Two months later, responding to a question in an August interview on Fox News Sunday, Biden was asked how a "Northeast liberal" could compete against more conservative southern candidates.
"Better than everybody else. You don't know my state. My state was a slave state. My state is a border state. My state is the eighth largest black population in the country. My state is anything from a northeast liberal state," Biden said.
He repeated the comment during a visit to South Carolina in December 2006 at an event before the Columbia Rotary Club, according to a story published in The State newspaper. The State reported that Biden referred to Delaware as a "slave state that fought beside the North. That's only because we couldn't figure out how to get to the South.
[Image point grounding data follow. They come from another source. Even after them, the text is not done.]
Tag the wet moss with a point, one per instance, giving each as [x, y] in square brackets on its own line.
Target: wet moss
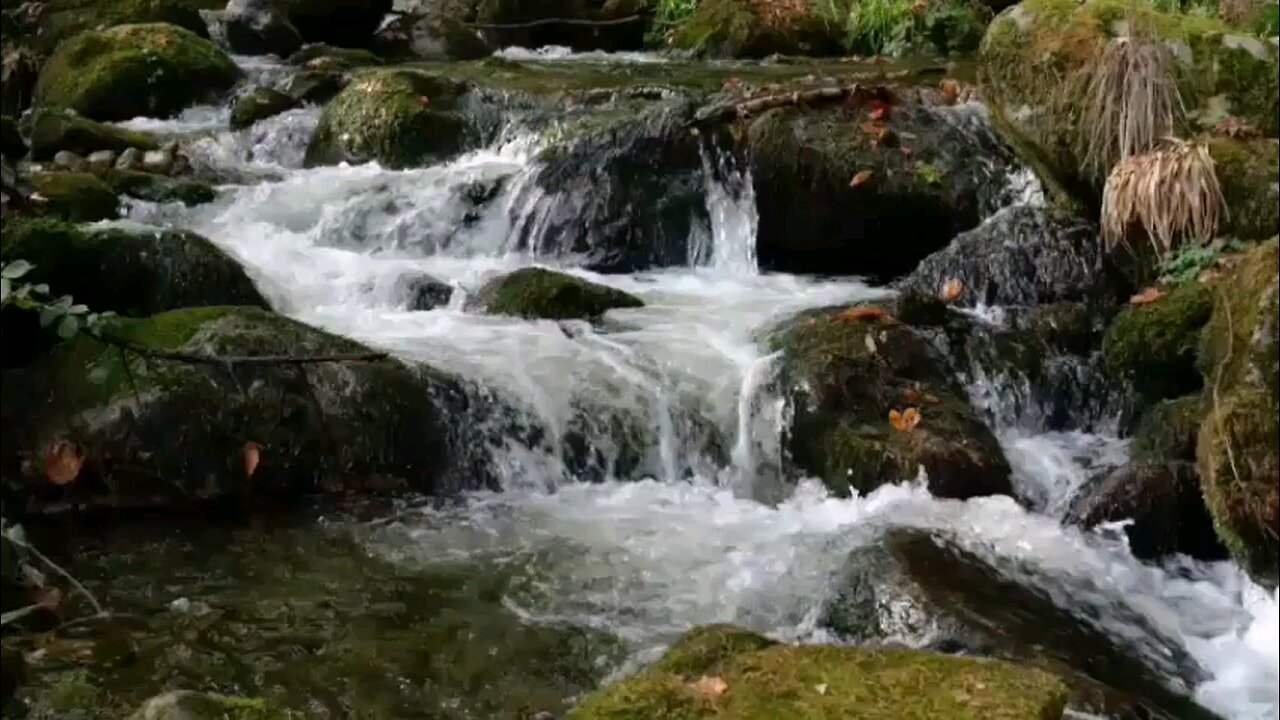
[135, 69]
[836, 682]
[1153, 346]
[536, 292]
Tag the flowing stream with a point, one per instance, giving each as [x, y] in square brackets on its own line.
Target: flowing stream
[700, 527]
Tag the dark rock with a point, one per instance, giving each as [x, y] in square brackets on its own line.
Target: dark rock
[1022, 255]
[844, 376]
[259, 104]
[816, 219]
[1162, 500]
[536, 292]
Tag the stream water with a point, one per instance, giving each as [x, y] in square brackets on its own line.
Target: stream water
[702, 528]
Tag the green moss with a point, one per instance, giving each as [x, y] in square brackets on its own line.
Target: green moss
[136, 69]
[536, 292]
[382, 115]
[80, 197]
[837, 682]
[56, 128]
[1153, 346]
There were a couple of states in the way." [my emphasis]
But when he goes with the flow in that way, he sometimes lets out some blunders. I heard Biden speak live at the Netroots Nation conference in Detroit in 2014, and that likability aspect was very evident. VP Joe Biden speaks about Marriage Equality at Netroots Nation:
But just after 13:40, he begins an impassioned portion denouncing physical abuse of women, using the somewhat old-fashioned euphemism of a man raising his hand against a woman, i.e., calling it a "cardinal sin" and declaring. "No man has a right to raise his hand to a woman for whatever reason." He continued in a peroration, "No man has a right to raise a hand to a woman under any circumstances" and completed the sentence "except self-defense. Period."
It didn't come off though he was making excuses for domestic violence. On the contrary. But it also sounded really awkward and did distract from his attempt to unequivocally condemn it.
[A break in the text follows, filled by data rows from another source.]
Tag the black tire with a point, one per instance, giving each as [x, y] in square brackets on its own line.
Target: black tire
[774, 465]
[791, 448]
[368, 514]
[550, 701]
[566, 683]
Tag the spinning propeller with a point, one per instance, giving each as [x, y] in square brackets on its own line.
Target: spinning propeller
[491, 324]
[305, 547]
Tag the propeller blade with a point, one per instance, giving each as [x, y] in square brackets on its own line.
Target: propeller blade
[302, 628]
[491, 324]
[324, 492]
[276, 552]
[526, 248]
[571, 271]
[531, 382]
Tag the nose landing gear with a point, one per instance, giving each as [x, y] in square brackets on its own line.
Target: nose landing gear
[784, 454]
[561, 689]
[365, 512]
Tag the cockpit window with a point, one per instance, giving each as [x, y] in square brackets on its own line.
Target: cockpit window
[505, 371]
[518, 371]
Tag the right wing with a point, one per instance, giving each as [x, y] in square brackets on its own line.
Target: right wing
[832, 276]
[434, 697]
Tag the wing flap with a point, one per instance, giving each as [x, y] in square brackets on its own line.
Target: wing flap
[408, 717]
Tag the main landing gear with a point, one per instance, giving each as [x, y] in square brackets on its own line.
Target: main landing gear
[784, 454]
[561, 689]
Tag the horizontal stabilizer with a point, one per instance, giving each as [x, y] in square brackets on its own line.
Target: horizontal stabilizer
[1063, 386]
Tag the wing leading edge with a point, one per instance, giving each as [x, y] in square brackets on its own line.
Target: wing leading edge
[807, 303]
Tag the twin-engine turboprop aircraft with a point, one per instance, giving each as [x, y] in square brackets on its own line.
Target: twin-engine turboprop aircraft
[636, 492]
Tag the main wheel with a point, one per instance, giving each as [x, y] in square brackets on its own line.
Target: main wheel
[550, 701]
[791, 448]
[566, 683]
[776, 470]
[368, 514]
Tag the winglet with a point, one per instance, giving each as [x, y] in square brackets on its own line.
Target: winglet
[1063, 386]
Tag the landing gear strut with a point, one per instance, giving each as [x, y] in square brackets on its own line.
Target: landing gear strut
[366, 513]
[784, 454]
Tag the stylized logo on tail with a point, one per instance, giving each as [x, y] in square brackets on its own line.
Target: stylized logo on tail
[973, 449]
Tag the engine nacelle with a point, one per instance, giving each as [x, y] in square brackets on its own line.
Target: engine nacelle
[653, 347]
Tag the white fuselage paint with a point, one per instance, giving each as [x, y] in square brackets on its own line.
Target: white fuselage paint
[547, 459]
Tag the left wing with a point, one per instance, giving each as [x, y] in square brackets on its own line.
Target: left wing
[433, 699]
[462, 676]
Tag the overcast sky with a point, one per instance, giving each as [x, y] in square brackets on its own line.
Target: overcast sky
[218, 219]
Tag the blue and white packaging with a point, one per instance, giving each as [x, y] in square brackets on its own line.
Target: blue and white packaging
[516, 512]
And I think his reliance on the metaphor (or I guess it's technically a synecdoche) of a man "raising his hand against a woman" was part of the problem. It probably occurred to him or his speechwriter that he needed to make the statement a bit more generic, because domestic violence happens in same-sex couples and involves not just spouses but children, as well. And, yes, men are sometimes also victims of violence initiated by a female spouse or partner, though the inverse is obviously far more often the case. If he had framed the speech in terms of "domestic violence" and violence against "partners," he could have avoided the awkward moment. And in a speech like that, he would have buried his point if he tried to put in all the variations I mention in this paragraph.
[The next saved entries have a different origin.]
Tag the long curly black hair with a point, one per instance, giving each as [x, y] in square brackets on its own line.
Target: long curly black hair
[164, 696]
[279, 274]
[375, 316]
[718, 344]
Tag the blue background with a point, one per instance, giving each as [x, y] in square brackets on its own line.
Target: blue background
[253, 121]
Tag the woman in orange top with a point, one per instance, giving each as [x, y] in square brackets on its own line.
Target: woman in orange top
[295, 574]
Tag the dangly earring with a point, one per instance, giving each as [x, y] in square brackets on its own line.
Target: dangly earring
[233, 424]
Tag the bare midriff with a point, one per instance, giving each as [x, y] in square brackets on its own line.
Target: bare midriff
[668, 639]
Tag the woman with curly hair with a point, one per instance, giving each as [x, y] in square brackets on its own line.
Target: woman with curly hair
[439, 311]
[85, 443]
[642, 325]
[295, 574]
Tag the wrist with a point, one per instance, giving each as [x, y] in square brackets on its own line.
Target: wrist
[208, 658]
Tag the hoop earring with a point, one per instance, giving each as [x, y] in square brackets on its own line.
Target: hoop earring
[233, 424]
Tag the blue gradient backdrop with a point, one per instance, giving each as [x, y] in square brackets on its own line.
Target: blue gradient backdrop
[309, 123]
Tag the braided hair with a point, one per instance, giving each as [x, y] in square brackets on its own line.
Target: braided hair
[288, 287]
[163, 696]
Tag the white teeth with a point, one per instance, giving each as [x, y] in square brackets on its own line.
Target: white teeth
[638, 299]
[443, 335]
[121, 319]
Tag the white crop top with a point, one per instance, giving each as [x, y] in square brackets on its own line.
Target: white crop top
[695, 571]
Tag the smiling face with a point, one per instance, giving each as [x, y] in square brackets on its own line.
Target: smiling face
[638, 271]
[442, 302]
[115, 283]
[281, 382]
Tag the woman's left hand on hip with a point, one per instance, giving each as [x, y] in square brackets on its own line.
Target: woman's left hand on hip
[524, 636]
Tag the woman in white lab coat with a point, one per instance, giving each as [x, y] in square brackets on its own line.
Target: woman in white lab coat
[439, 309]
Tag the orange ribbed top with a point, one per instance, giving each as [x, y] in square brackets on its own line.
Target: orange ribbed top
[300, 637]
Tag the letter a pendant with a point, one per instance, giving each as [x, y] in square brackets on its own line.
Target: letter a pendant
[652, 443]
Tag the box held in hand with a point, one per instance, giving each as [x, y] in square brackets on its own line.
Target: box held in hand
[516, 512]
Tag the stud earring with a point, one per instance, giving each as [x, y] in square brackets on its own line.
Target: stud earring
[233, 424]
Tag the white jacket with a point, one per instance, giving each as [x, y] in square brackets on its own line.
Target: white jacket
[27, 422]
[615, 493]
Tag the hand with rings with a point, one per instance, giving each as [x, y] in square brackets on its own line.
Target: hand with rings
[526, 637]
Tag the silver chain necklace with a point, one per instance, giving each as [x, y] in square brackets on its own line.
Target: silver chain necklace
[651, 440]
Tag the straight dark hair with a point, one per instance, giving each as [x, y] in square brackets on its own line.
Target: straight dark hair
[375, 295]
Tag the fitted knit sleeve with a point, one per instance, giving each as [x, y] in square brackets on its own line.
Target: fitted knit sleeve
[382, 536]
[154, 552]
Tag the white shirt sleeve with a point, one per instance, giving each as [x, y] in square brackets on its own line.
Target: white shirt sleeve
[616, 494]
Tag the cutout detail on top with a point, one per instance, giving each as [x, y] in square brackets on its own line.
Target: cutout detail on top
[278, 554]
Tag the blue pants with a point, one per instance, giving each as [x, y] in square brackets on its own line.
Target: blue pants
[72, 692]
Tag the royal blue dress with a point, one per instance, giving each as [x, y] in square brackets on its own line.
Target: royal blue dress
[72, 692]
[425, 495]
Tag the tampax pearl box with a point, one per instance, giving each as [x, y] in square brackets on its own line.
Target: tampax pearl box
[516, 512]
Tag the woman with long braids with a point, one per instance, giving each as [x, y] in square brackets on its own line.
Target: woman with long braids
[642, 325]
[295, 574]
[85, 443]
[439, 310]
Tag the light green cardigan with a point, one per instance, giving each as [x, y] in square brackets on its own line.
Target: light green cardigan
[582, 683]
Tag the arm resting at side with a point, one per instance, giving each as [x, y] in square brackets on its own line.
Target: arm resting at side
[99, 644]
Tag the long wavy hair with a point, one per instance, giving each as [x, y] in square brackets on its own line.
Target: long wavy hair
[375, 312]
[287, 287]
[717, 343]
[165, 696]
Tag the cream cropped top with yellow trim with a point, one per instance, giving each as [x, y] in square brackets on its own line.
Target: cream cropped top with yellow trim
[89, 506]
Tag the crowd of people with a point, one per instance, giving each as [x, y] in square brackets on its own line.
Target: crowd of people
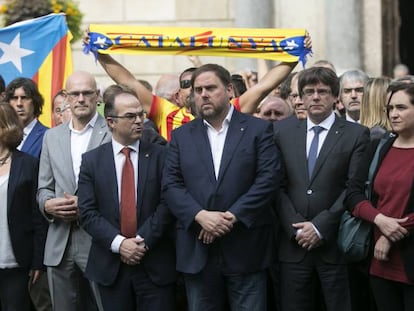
[210, 192]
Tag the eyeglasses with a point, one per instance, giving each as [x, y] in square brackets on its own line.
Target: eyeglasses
[131, 117]
[22, 98]
[293, 96]
[320, 92]
[359, 90]
[185, 84]
[75, 95]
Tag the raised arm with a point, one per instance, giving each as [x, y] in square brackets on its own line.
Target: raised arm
[250, 99]
[121, 75]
But that's Biden. I don't know if his Delaware-was-a-slave-state gaffe in 2006 was a similar case of his trying to duck the neo-Confederate issue by being humorous, or if it was a line he's been using for years to signal that he agreed with segregationists on some things like court-ordered busing for desegregating schools. Either way, it's a reminder of how broadly Lost Cause talking points have affected the US political vocabulary.